Preferably, the frequency of the ultrasonic leaching is 10 KHZ-30 KHZ.
Compared with the prior art, the invention has the following beneficial effects.
1, the lidocaine, prilocaine, 0.1M sodium hydroxide, the propellant, the rutin derivative and the polyvinyl alcohol are all the existing components, are nontoxic and stable in components, and have small irritation to the skin, particularly the skin on the surface of the male penis cavernous body.
2, the invention adopts the aerosol preparation, is convenient to carry and use, has improved curative effect compared with the common spray, and takes effect quickly.

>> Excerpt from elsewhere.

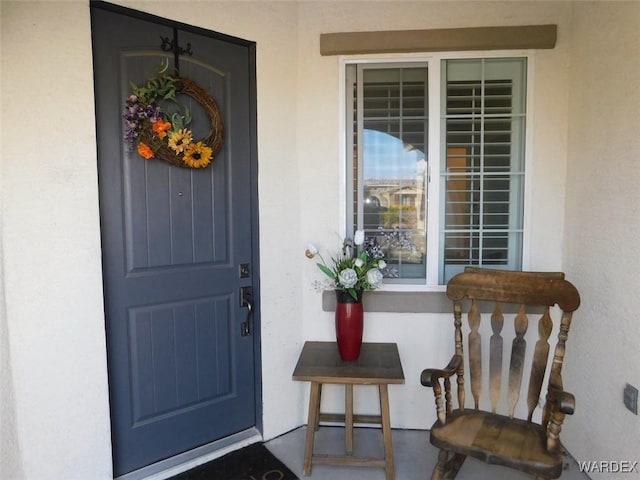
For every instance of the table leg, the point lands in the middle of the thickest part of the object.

3, the polyvinyl alcohol is a functional polymer material with excellent mechanical property, biocompatibility and biodegradability, and as a water-soluble polymer, the polyvinyl alcohol has good water solubility and can absorb a large amount of water to soften; the polyvinyl alcohol film can absorb water quickly, becomes a flexible film in the process of absorbing water, has improved flexibility and air permeability, has high adhesive force with other medicines, can be adsorbed on the surface of the skin quickly after the aerosol is sprayed, and can form a net-shaped or continuous film on the surface of the skin by adhering other components through the polyvinyl alcohol, thereby achieving good film forming effect and reducing the dosage.

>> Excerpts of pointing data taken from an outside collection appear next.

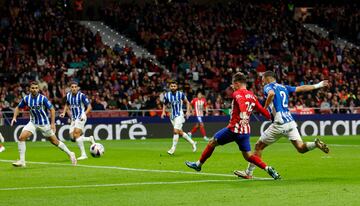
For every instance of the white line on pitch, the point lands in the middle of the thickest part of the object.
(115, 185)
(136, 169)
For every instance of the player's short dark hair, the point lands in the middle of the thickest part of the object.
(239, 77)
(173, 82)
(74, 82)
(270, 74)
(34, 83)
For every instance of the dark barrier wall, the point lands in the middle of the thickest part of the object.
(154, 127)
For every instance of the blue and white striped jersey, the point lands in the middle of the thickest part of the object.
(77, 104)
(38, 108)
(279, 107)
(176, 102)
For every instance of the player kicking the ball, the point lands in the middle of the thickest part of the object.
(277, 98)
(39, 120)
(77, 102)
(176, 99)
(238, 129)
(199, 105)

4, the added rutin derivative, namely rutin sodium or rutin potassium, has the effects of improving blood vessels, keeping the normal resistance of capillary vessels, and preventing the arteriole of the corpus cavernosum of the penis and the expansion of the anterior sphincter of the capillary vessels due to the inhibition of an alpha receptor, so that smooth muscles are relaxed, the blood flow is increased, and adverse reactions such as vascular bleeding are generated; preventing bleeding and edema caused by hyperpermeability; also has anti-inflammatory effect, and can reduce irritation of medicine, reduce allergy probability of patients, and avoid irreversible injury.

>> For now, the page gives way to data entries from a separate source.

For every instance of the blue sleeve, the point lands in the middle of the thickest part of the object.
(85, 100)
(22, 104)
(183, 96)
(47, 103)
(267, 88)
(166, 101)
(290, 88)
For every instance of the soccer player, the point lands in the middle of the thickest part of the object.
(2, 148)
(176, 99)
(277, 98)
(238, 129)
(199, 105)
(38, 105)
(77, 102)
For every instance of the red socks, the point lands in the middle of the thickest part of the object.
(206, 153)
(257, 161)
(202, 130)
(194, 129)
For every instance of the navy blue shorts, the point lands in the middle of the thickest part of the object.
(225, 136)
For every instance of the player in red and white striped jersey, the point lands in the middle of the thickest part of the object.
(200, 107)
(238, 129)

6, the invention does not contain penetrant, surfactant and hormone components; in the compound lidocaine structure, the characteristic that the melting point is reduced when the lidocaine and the prilocaine are mixed according to the weight ratio of 1: 1 at normal temperature is utilized, and the compound lidocaine is mixed from a solid state to a liquid state at normal temperature; the ion flow required by blocking the generation and the conduction of nerve impulse is accumulated at the pain receptor and the nerve ending of the cortex to stabilize nerve cells, thereby achieving the anesthesia of the cortex, having no corrosion and stimulation to the skin and enhancing the safety of clinical use; in addition, due to the addition of rutin sodium or rutin potassium, the bleeding and edema of arterioles and capillaries of the corpus cavernosum penis caused by the permeability enhancement of the synergistic effect of lidocaine and prilocaine can be prevented in the process of using the invention.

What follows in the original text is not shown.